In [1]:
import requests

# xml libraries
import xml.etree.ElementTree as ET
import elementpath as ep

import pandas as pd

from tqdm.auto import tqdm

In [2]:
def get_mep(term):
    # gets information about all members of parlament
    base_url = "https://data.europarl.europa.eu/api/v1/"
    format = "application%2Fld%2Bjson"
    query = f"meps?parliamentary-term={term}&format={format}"

    url = base_url + query

    response = requests.get(url)

    if response.status_code == 200:
        return response
    else:
        print("Failed to fetch data. Status code:", response.status_code)
        return None


def get_documents(work_type, offset=0, limit=100, verbose=False):
    base_url = "https://data.europarl.europa.eu/api/v1/"
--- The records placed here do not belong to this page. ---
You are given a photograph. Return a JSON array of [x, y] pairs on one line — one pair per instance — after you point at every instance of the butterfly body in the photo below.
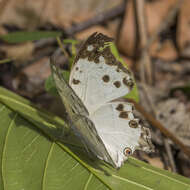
[[106, 125]]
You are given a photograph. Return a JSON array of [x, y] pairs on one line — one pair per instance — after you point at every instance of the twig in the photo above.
[[170, 155], [159, 126], [145, 61], [166, 144]]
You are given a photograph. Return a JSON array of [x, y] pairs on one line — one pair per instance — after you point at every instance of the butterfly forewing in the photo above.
[[82, 126], [105, 125], [97, 77]]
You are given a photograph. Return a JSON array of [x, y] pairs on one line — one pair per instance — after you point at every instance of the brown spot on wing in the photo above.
[[75, 81], [128, 82], [117, 84], [127, 151], [106, 78], [123, 115], [120, 107], [133, 124]]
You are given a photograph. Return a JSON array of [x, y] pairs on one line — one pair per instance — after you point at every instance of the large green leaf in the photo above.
[[24, 36], [31, 159]]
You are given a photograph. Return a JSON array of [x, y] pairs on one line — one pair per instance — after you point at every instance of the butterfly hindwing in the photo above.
[[82, 126], [105, 125]]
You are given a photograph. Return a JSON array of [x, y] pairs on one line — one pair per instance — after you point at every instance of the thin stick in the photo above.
[[145, 61], [166, 144], [159, 126]]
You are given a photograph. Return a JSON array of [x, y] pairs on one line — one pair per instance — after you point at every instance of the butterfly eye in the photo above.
[[127, 151]]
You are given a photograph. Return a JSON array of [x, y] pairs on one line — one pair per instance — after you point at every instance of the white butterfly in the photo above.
[[109, 127]]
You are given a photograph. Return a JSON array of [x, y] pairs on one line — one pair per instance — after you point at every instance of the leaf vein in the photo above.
[[4, 150]]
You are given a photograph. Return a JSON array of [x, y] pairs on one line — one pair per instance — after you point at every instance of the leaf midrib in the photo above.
[[4, 150]]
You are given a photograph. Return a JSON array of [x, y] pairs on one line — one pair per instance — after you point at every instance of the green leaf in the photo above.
[[134, 92], [50, 84], [20, 37], [32, 160]]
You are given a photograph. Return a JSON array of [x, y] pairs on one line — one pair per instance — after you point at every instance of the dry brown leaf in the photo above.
[[155, 13], [166, 50], [19, 52]]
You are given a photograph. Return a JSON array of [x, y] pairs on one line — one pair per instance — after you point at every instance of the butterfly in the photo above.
[[105, 125]]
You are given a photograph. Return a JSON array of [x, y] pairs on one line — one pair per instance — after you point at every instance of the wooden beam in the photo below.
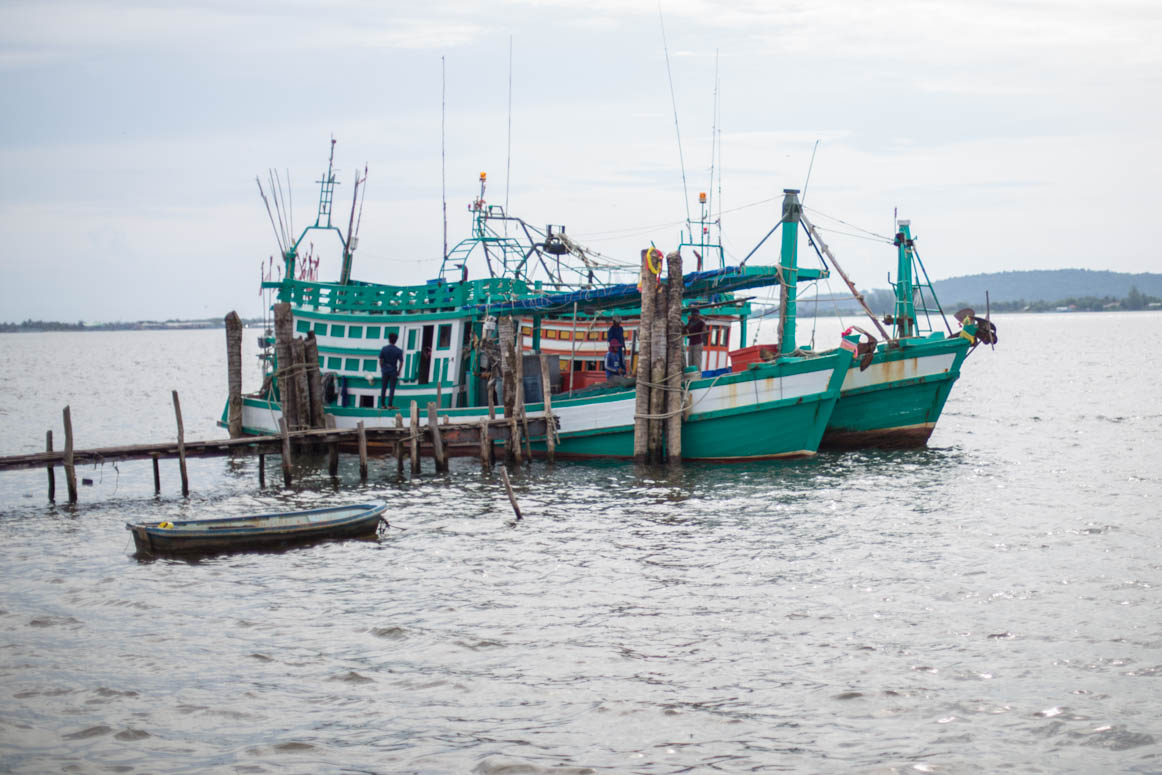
[[181, 446], [234, 373], [438, 451], [70, 467]]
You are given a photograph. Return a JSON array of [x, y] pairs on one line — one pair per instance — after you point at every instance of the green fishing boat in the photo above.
[[447, 329]]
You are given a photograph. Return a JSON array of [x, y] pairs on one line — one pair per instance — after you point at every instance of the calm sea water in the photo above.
[[988, 604]]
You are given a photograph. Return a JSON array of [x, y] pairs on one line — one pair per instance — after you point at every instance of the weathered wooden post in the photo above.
[[181, 446], [52, 473], [234, 372], [438, 452], [414, 440], [302, 392], [70, 467], [363, 452], [518, 363], [675, 393], [644, 341], [284, 332], [508, 356], [286, 451], [399, 444], [550, 424], [314, 381], [508, 488], [658, 350], [486, 445]]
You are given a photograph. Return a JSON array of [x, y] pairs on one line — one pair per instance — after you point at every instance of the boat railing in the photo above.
[[380, 299]]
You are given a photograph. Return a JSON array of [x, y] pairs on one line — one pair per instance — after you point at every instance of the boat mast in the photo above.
[[905, 307], [788, 267]]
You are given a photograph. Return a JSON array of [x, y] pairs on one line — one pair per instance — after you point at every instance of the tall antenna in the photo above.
[[714, 130], [443, 157], [681, 159], [803, 198], [508, 164]]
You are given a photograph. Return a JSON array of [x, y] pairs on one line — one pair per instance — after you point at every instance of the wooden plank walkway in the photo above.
[[459, 436]]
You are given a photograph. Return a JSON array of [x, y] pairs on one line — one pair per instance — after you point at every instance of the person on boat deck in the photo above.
[[696, 329], [391, 360], [615, 361], [615, 334]]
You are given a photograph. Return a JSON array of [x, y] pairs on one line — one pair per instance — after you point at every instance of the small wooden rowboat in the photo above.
[[257, 531]]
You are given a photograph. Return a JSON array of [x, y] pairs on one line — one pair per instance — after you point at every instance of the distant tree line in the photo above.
[[31, 325]]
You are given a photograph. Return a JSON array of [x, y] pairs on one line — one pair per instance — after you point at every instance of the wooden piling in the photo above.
[[414, 439], [51, 469], [284, 332], [518, 364], [674, 363], [314, 381], [486, 445], [70, 468], [508, 488], [234, 373], [644, 339], [399, 446], [286, 451], [301, 386], [504, 331], [658, 350], [363, 452], [551, 427], [181, 446], [438, 452]]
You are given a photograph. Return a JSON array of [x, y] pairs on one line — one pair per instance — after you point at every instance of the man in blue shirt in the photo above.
[[391, 360]]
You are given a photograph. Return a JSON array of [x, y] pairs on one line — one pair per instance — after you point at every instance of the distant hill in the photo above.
[[1044, 285]]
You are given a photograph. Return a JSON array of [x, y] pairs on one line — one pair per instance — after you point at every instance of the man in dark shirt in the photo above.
[[616, 337], [696, 329], [391, 360]]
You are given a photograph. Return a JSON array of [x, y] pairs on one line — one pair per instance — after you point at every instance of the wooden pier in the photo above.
[[439, 439]]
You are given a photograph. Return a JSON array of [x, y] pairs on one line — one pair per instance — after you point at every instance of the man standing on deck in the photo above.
[[696, 329], [391, 360], [616, 337]]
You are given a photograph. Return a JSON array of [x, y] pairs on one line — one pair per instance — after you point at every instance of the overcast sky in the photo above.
[[1015, 135]]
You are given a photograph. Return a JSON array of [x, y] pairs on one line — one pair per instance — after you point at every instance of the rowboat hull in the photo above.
[[256, 531]]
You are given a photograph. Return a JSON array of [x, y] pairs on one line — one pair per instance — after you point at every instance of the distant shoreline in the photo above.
[[48, 327]]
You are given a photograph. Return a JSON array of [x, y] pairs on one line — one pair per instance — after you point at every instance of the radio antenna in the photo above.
[[673, 100]]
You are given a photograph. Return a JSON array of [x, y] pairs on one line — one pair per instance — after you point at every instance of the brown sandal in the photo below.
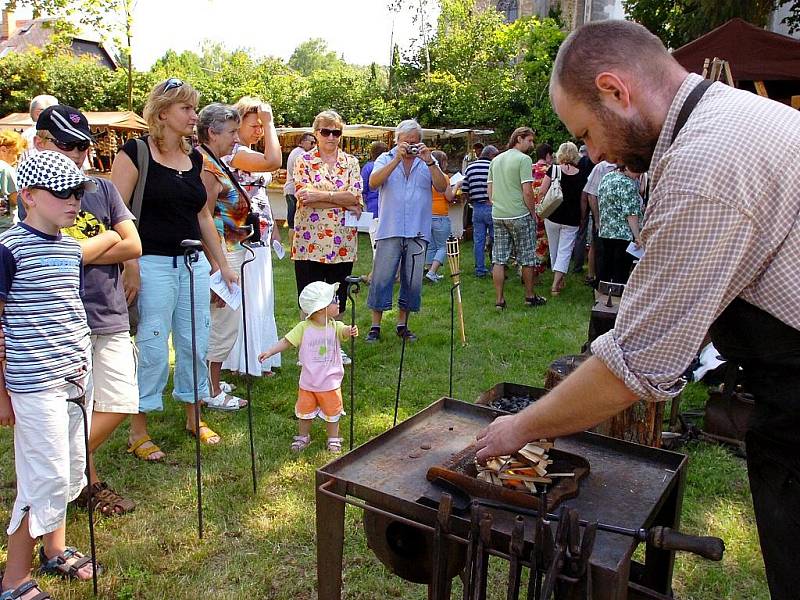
[[105, 500], [144, 453]]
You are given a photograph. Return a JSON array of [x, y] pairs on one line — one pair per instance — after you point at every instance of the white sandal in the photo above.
[[300, 442], [224, 401], [335, 445]]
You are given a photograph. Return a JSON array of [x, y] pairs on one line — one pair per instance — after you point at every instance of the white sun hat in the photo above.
[[316, 296]]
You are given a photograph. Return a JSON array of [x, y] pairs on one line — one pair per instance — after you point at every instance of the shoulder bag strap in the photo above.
[[143, 159], [688, 106]]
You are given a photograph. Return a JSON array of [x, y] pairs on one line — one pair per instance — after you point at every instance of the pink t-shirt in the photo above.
[[319, 353]]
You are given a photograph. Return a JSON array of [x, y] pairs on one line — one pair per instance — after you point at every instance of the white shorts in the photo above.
[[49, 456], [225, 322], [114, 374]]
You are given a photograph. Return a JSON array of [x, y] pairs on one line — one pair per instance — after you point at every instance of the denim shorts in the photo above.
[[391, 253]]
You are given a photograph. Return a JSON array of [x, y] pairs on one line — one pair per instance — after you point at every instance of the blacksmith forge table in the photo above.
[[629, 485]]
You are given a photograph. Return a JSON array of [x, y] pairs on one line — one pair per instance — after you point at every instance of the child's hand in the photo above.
[[6, 411]]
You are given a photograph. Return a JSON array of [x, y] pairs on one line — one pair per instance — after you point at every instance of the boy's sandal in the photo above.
[[19, 592], [335, 445], [106, 500], [144, 453], [300, 442], [206, 434], [224, 401], [65, 565]]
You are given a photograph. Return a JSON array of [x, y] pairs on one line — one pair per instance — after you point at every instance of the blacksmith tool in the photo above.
[[248, 378], [353, 287], [440, 585], [662, 538], [80, 402], [191, 254], [515, 549]]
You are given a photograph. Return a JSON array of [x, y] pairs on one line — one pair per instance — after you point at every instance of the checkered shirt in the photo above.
[[723, 221]]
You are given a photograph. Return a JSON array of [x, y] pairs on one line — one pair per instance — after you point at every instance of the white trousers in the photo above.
[[561, 239]]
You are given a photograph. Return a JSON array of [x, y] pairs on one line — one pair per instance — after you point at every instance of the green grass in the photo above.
[[263, 546]]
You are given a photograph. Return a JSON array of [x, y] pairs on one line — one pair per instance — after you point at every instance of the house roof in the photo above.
[[752, 53], [37, 33]]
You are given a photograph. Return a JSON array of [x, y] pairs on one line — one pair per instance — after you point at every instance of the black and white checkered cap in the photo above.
[[52, 171]]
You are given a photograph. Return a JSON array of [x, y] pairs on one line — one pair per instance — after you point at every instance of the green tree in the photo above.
[[678, 22], [313, 55]]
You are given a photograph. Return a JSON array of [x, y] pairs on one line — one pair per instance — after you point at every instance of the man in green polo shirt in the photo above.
[[511, 195]]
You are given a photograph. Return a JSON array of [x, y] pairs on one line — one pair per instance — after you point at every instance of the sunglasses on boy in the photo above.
[[82, 145], [78, 192], [325, 132]]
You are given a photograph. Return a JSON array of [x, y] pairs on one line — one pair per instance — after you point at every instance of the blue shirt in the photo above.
[[405, 201], [370, 195]]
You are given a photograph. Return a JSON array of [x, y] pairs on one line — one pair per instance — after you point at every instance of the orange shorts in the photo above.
[[325, 405]]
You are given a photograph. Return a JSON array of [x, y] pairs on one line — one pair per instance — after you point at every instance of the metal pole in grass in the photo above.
[[247, 377], [191, 254], [353, 287], [408, 316], [80, 402]]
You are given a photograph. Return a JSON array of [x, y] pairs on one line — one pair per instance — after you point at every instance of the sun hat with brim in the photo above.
[[316, 296], [65, 123], [52, 171]]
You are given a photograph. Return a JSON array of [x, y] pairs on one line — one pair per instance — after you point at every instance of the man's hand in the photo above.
[[6, 411], [501, 437], [424, 152], [229, 276], [131, 281], [265, 114]]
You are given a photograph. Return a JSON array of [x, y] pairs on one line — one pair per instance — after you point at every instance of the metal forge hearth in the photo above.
[[418, 531]]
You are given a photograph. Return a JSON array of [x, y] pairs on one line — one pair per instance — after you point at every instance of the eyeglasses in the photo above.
[[83, 145], [172, 83], [78, 192], [325, 132]]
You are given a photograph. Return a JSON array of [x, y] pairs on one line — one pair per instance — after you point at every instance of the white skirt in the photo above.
[[262, 332]]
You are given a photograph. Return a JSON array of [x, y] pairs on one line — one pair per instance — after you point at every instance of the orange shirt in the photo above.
[[440, 204]]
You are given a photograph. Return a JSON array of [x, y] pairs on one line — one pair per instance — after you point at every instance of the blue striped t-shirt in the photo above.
[[47, 338]]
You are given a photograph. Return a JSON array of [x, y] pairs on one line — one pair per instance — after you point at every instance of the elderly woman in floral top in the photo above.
[[327, 185]]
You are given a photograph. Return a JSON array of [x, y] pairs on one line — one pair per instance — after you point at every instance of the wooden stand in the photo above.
[[640, 423]]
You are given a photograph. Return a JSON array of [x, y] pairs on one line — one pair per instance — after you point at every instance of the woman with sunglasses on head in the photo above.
[[253, 171], [327, 185], [173, 209]]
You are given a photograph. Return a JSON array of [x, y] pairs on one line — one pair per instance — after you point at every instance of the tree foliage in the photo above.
[[678, 22], [483, 73]]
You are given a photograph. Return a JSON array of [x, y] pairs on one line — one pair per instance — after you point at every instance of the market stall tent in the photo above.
[[753, 54]]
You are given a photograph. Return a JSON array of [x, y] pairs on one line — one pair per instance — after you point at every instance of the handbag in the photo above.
[[553, 198], [143, 161]]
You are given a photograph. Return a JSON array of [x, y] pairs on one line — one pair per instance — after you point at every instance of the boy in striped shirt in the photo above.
[[47, 340]]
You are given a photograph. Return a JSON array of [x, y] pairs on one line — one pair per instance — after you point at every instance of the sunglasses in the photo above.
[[83, 145], [172, 84], [325, 132], [78, 192]]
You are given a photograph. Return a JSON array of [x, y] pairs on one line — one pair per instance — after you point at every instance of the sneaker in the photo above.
[[405, 332], [345, 359], [432, 277]]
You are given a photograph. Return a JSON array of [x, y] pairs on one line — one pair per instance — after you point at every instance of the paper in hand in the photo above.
[[232, 298]]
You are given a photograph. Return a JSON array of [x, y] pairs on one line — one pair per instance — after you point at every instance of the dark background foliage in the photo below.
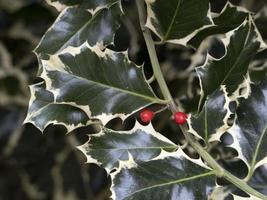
[[48, 166]]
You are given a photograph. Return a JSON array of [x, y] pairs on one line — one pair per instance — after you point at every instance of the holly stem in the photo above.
[[152, 53], [220, 171]]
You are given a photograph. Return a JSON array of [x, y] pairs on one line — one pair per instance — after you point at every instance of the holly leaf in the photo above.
[[177, 21], [241, 46], [172, 176], [249, 131], [76, 25], [43, 111], [230, 18], [106, 82], [213, 120], [109, 147]]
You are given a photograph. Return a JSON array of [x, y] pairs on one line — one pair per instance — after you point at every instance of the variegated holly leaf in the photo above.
[[43, 111], [76, 25], [241, 45], [230, 18], [93, 5], [249, 131], [177, 21], [106, 82], [169, 176], [212, 121], [109, 147]]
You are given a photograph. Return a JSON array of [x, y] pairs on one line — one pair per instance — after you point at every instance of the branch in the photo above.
[[220, 172]]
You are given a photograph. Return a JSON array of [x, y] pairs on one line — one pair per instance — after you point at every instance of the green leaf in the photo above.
[[249, 131], [43, 111], [107, 83], [230, 18], [168, 177], [109, 147], [177, 21], [212, 121], [76, 25], [241, 45]]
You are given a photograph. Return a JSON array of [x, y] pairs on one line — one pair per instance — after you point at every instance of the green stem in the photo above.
[[220, 171], [152, 53]]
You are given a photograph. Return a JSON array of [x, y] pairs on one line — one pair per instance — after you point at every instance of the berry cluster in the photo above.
[[147, 115]]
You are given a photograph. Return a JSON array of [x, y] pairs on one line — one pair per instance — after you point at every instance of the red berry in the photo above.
[[180, 118], [146, 115]]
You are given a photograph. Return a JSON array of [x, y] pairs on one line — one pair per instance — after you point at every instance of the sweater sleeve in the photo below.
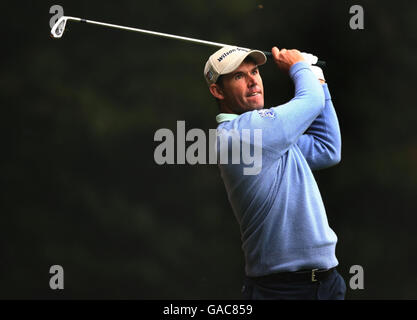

    format = "application%2Fld%2Bjson"  # response content is json format

    query = f"documents?work-type={work_type}&offset={offset}&limit={limit}&format={format}"

    url = base_url+query

    if verbose:
        print(url)

    response = requests.get(url)

    if response.status_code == 200:
        return response
    else:
        print("Failed to fetch data. Status code:", response.status_code)
        return None


def get_document_by_id(id, language="de", verbose=False):
    base_url = "https://data.europarl.europa.eu/api/v1/documents/"

    format = "application%2Fld%2Bjson"  # response content is json format

    query = f"{id}?format={format}&language={language}"

    url = base_url+query
    if verbose:
        print(url)
    response = requests.get(url)
    if response.status_code == 200:
        return response
    else:
        print("Failed to fetch data. Status code:", response.status_code)
        return None, url


def get_file_location(document):

    # If document is "ComplexWork", find the current version and load it
    if document["type"] == "ComplexWork":
        current_version_id = document["hasCurrentVersion"].split("/")[-1]
        document = get_document_by_id(current_version_id).json()["data"][0]

    # Get all availbale files, check format and save only xml file
    files = document["is_realized_by"][0]["is_embodied_by"]
    for file in files:
        format = file["format"].split("/")[-1]
        if format == "XML":
            file_location = file["is_exemplified_by"]
            break

    return file_location


def get_xml_doc(file_location, verbose=False):

    base_url = "https://data.europarl.europa.eu/"
    url = base_url+file_location

    if verbose:
        print(url)

    response = requests.get(url)
    if response.status_code == 200:
        xml_doc = ET.fromstring(response.content)
        return xml_doc
    else:
        print("Failed to fetch data. Status code:", response.status_code)
        return None


def parse_speeches_from_xml(xml_doc):
    # Extract speaches from plenary session document

    text_list = []
    mep_ip_list = []
    date_list = []
    topic_list = []

    date = xml_doc.find("HEAD").find("META").text
    chapters = xml_doc.find("DEBATS").findall("CHAPTER")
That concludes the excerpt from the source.